Often, one of the first things that is done when editing an image is to set the shadow and highlight values. This is typically done using either Levels or Curves. One of the most exact methods of doing this is to use the Info palette in conjunction with the Color Sampler to identify locations that will be used to set the shadow and highlight values. Color samplers are set at these locations (for more information see, Levels -- Part I and Curves -- Part II). Then, the Eyedroppers in Levels or Curves are clicked at the color samplers to set the shadow and highlight values. The most challenging part is selecting the locations where the color samplers will be placed. For this, one must be able to differentiate between very small differences in tone. Frankly, the human eye just isn't accurate enough for this task.

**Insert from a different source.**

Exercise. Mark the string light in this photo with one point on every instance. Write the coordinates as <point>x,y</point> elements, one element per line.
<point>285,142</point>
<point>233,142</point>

When Levels is used, this is not a problem. With Levels open, holding down the Alt key and clicking on the Black Input Slider will turn the image white. As the slider is moved to the right, parts of the image will start to change color. The parts of the image that change color are being clipped. The first parts of the image to change color contain the darkest tones in the image. After evaluation with the Info palette, the shadow color sampler will be set somewhere in these dark areas (see Figures 1 and 2).
Once the shadow and highlight color samplers have been placed, the shadow and highlight values can be set as detailed in the Levels -- Part I article.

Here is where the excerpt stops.